After the taking, the interest rate on the delinquent taxes jumps to 16 percent per year. The collector does not need a court order to effect the taking. After the taking, taxpayers have a right to redeem the prop­erty by paying the taxes and interest, and taxpayers usually continue to possess the property, until their right of redemption is foreclosed.

To foreclose the taxpayer’s right of re­demption, the municipality must file a foreclosure action in Land Court. The tax­payer’s right of redemption continues until the Land Court enters a final foreclosure judgment. If the taxpayer fails to redeem before the judgment, the municipality gains full value of the real estate, and the taxpayer retains nothing and forfeits the value of its equity. The statute lets taxpay­ers petition the Land Court to vacate the foreclosure judgment for up to one year after its entry, but judges have discretion to grant or deny such petitions.

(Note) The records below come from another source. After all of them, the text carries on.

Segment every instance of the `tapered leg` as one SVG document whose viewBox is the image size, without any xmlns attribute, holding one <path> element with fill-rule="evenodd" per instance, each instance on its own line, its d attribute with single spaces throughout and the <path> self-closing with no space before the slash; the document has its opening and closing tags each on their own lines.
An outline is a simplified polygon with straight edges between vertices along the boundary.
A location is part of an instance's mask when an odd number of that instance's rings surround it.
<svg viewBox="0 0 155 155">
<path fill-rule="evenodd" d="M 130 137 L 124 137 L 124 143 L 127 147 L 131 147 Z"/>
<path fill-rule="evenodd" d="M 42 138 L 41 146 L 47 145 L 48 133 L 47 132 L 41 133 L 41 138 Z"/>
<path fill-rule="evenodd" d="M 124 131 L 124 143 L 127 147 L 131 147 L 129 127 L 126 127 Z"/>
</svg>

The situation in Massachusetts is exac­erbated when municipalities deal with pri­vate investors such as Tallage LLC, which uses subsidiaries to acquire tax titles and then foreclose on taxpayers’ rights of re­demption. Registry of Deeds and Land Court records reveal that Tallage routinely purchases tax titles, secures foreclosure judgments from the Land Court, and sells the foreclosed properties in private sales for more than the amount of the delin­quent taxes. The Tyler decision may end this questionable practice, which some have called “equity theft.”

In light of the Supreme Court’s Tyler de­cision, Massachusetts’s tax lien foreclo­sure procedures are difficult to defend. If the Massachusetts legislature does not change them, state or federal courts prob­ably will.